Unlike the run-of-the-mill Self-Help Groups (SHG), the Renu Bachhat Samooh of Subharpurwa village, Chittaura block of Bahraich, Uttar Pradesh, has big dreams of challenging the male farmers of the region. It has taken land on lease and is growing wheat and rice and offering competition to the more experienced male farmers. The dozen members of the SHG, all of them wives of migrant labour, have just harvested six quintals of wheat on the bigha-and-a-half of land this April and are jubilant.
Registered as an SHG in 2016 and groomed by the Aga Khan Foundation (AKF), the Samooh got ₹15,000 from the State Rural Livelihood Mission as revolving fund and quickly invested it by taking land on lease as sharecroppers. Having worked as farm labour, they knew the intricacies of farming and were capable of hard work. Like other farmers of Chittaura block they were encouraged to practise wheat intensification system of line plantation.
Guljara, the President of the SHG and Sangeeta, its secretary, said the women did the sowing, the irrigation, fertiliser use and de-weeding. In the midst of their household chores, they found time for the field work and divided their responsibilities.
Increasing the scope
As sharecroppers, they have to give the landowner half the six quintals harvested. The wheat has not yet been sold but with prices ranging from ₹1,500 to ₹1,750 a quintal, they hope to get ₹4,500 to ₹5,250. But there will be no resting on laurels for these women. They are planning to take on lease at least another bigha of land and extend their farming prowess to reap more dividends for the Samooh. Till the landowner repays the ₹15,000 they paid him for use of his land, they can continue to cultivate it.

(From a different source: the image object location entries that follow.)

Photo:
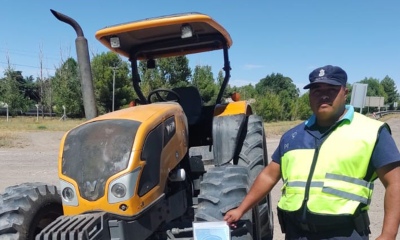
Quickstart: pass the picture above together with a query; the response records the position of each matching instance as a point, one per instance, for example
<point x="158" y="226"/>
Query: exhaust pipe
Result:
<point x="82" y="51"/>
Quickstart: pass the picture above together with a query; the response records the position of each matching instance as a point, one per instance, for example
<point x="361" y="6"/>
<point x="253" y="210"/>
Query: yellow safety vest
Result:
<point x="338" y="185"/>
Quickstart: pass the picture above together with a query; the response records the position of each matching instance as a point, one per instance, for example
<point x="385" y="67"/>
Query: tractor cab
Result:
<point x="169" y="36"/>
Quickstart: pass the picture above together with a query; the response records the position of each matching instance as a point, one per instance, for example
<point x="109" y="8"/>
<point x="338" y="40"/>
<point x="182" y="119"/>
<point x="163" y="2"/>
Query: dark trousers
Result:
<point x="294" y="233"/>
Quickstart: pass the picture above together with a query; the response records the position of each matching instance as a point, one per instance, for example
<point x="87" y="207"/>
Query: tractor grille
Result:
<point x="96" y="151"/>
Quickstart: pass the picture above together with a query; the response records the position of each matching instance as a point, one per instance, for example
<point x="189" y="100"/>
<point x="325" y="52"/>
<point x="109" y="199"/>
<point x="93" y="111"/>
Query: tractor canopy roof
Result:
<point x="165" y="36"/>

With each woman contributing ₹100 to ₹500 every month depending on how much she can spare, the Samooh has ₹49,740 in its kitty and ₹17,000 is due as interest on loans given out. In addition to cultivating their personal land, growing largely vegetables for the family’s needs, the women are investing in goats. Each of them has three to four goats.
Many homes have a huge earthen grain storage facility, dehri as it is called in these parts, where up to eight quintals can be stored. Since the husbands are migrant labour, the Samooh is their second home where they exchange notes on health, children’s education and their problems. The AKF guides them on investments as well as improved agricultural practices, health and hygiene.
Two issues that need to be resolved are construction and use of toilets and assertion of their literacy levels. Though all the women can sign now, the banks find it more convenient to push them into using their thumb prints for bank transactions because it is faster.
Innovative enterprises
There are 85 SHGs in Chittaura block and many of them have equally heart-warming stories to tell. The members are into goat rearing, poultry farming and some are running shops. Sarwar Jahan, 32, a member of the Rabia Bachhat Samooh of Piprantola village, has been running her own grocery store for the last 10 months. Everything, from chocolates to the brightly packaged namkeens, popular with children, and all the needs of a family are available at her store. Jahan’s family had the shop but investments were needed to have it up and running. She took a loan of ₹50,000 from the Samooh and with ₹50,000 of her own money renovated and stocked up the shop. She has been able to return ₹40,000 of the loan at ₹1,000 a month. The interest on the loan is just 2 per cent.
Jahan has completed Class X and is proving to be a good entrepreneur. Her husband is a skilled construction worker and she has three sons, the eldest has also finished Class X. While her husband helps her to get the groceries from Bahraich, her son minds the store when she is busy with other work.
Shyamkalidevi, 45, of Chamaranpurwa village, Chittaura block, has been a member of the Radha Bachhat Samooh since 2015 and is also a member of the Federation or collective of samoohs. Taking a loan of ₹3,000 from her SHG, she got into sale of sanitary napkins that she buys in bulk from Bahraich and distributes locally to women and girls. She got into the business after women and adolescents of the block were educated by the Foundation on sanitation, improved health and well-being.
The pack of eight sanitary napkins is purchased at ₹18 and sold at ₹27. Of the net profit of ₹9, Shyamkalidevi keeps ₹8 as her income and a rupee is given to the Federation. In a month she is able to sell 100 packets. Women and girls come home for the sanitary napkins or she delivers them discreetly at their doorstep.
“Thanks to my business, I was able to save my 14-year-old son who needed emergency medical help,” said the entrepreneur. She needed ₹5,000 for medical bills and sold the 75 packets of sanitary napkins lying at home and rushed him to hospital.
While the older women collect the sanitary napkins in a black plastic bag and bury it in their fields, the younger ones collect and burn them. There are still some myths about burning of sanitary napkins causing infertility. The youngsters, however, say that the sanitary napkins could be thrown out when the fields are ploughed with a tractor. There is also awareness of the damage that plastic can cause to the soil. However, it may take more hand-holding by AKF for mindsets to change on the myths around menstruation.